I read years ago (and cannot find the bookmark, will add later if I find it) how music was being "flattened," with the dynamic range taken out. Soft passages were made louder, really loud passages a little softer, so that the whole was of a very similar loudness.
I think I realized why this evening when driving. (Quiet driving is a really good time to think.)
We use music differently than a century ago. We don't go to a quiet hall to hear a concert, or a quiet room to hear a recording. We carry music with us, in the car or bus or down the street. That means ambient noise, and quite a lot of it. Quiet passages are lost in the road noise (as I found when we tried to listen to Beethoven when driving to Louisville) unless you turn the volume way up--which makes the forte parts problematic. So you do some flattening yourself with the volume knob. Sound engineers can do it better--they know what you need for your aural shield, and how to fiddle with the sound to make a passage sound sort of pianissimo when it is really loud enough to be heard over a garbage truck.

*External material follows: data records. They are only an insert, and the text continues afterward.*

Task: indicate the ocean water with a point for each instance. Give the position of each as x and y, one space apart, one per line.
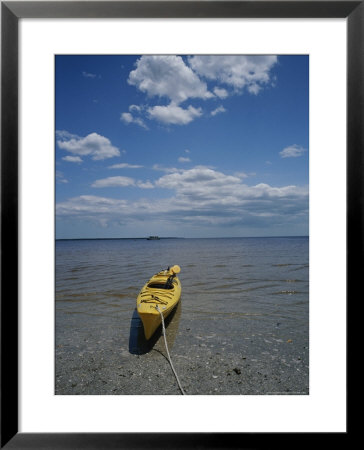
232 289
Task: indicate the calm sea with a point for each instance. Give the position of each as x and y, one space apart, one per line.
228 278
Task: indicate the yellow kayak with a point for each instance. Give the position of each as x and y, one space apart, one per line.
161 293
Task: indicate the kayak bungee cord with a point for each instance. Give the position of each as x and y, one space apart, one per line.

I wrote this in a waiting room, with soft voices behind the glass shields, a faint hiss of air handlers, and a not-so-dull roar from the highway nearby. The music playing was soft and slow--and I could hear the muted trumpet, but not the piano line or the rest of the horns. To flatten the piece would spoil the effect--so I lose either way, unless I can find it again and listen in quiet; giving the music the respect it deserves.